Enfin, la variété réelle des récits et des dessins est bien réelle. Il y a des collectifs qui sont la répétition du même geste artistique, dévitalisé par le fait même qu’il se duplique et se reduplique de page en page. Ici, on passe vraiment d’un monde à l’autre : de la satire parlementaire de Binet, qui fleure bon son Audiard (époque Le Président) à la splendide double page de F’murr sur l’éloquence politique, en passant par l’inénarrable «De Gaulle à la plage» de Ferri, tout fait ventre, et rien n’écœure. Il faudrait aussi citer la fable géométrique et muette (non, idéogrammatique) d’un Emile Bravo, qui parvient à faire une nouvelle soupe dans le déjà vieux pot de l’antilibéralisme dessiné ; et l’improbable campagne présidentielle des lascars de la cité, délire acide et intelligemment découpé de Diego Aranega, qui remet à leur place les enthousiasmes médiatico-citoyens ; et le reportage au ministère de Riad Sattouf avec ses belles caricatures de crétins en costard. On ne peut pas tout citer — il y a aussi du moins bon.
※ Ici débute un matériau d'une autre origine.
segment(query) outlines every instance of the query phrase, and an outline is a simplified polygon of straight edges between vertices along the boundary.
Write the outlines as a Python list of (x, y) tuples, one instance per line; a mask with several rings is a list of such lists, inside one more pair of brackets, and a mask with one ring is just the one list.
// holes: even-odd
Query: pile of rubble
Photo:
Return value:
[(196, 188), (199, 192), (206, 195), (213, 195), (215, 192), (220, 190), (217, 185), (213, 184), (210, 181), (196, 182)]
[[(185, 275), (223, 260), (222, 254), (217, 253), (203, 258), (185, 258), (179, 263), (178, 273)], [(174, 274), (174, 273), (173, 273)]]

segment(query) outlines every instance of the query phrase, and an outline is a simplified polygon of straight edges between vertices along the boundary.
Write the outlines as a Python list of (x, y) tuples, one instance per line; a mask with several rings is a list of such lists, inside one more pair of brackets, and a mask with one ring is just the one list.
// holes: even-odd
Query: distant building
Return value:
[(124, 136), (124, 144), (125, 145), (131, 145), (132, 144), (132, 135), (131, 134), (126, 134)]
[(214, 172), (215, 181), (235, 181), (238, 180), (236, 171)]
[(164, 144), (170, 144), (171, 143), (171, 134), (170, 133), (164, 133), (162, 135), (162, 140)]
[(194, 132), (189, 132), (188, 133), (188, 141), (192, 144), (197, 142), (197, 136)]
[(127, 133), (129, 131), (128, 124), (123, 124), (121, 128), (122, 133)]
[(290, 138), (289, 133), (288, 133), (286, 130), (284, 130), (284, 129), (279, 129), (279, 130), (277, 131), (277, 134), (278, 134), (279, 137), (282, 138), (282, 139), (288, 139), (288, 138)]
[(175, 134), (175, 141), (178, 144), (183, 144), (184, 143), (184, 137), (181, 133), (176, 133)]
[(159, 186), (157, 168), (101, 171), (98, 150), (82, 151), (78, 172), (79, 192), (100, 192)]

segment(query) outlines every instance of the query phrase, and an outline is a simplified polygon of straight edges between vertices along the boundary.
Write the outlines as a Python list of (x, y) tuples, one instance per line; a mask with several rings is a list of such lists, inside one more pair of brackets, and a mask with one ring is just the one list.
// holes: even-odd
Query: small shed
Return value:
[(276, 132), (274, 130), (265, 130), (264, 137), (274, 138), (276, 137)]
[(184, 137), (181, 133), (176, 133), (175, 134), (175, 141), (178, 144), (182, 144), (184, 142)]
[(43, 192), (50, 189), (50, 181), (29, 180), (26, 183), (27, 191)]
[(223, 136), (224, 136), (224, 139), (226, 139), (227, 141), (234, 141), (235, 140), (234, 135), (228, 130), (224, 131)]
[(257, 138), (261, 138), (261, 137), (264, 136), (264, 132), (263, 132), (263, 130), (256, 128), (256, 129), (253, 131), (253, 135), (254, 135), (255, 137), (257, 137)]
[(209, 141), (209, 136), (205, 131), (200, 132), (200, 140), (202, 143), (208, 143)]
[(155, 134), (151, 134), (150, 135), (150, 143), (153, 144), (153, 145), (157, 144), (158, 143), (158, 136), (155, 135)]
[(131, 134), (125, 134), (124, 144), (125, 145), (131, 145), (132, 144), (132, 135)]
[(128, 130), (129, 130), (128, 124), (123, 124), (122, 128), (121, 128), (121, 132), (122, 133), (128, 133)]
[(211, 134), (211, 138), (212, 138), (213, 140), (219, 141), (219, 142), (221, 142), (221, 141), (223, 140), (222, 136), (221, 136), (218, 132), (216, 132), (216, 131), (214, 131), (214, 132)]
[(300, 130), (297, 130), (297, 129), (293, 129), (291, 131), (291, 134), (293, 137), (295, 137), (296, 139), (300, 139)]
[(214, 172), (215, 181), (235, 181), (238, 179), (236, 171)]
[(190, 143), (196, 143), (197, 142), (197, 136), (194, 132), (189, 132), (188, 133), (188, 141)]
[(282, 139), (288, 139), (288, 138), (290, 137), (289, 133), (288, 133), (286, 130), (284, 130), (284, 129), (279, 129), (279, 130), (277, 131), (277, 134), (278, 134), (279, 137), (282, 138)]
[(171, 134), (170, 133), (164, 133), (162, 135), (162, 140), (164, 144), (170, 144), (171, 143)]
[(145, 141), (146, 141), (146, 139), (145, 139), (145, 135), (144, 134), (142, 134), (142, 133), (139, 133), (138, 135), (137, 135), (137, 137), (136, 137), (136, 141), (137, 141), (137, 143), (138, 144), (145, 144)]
Voilà. Ce livre a peu de chance d’ébranler votre vision de l’existence ; on ne craint pas le choc esthétique ; ça ne deviendra pas un classique. Mais c’est intelligent, drôle, et assez sobre (si l’on oublie les citations d’hommes politiques intercalées entre les récits, et qui ne s’imposaient pas vraiment, même les bonnes), ça aère les idées et ça rappelle que le mordant et l’indépendance d’esprit de certains grands auteurs des années 70 peuvent encore rougeoyer efficacement, au point peut-être de donner brièvement la main à une nouvelle génération. Que ce type de recueil rende un peu d’air à une bande dessinée politique qui n’abandonne pas ce terrain au seul dessin de presse, c’est à soi seul une assez bonne nouvelle.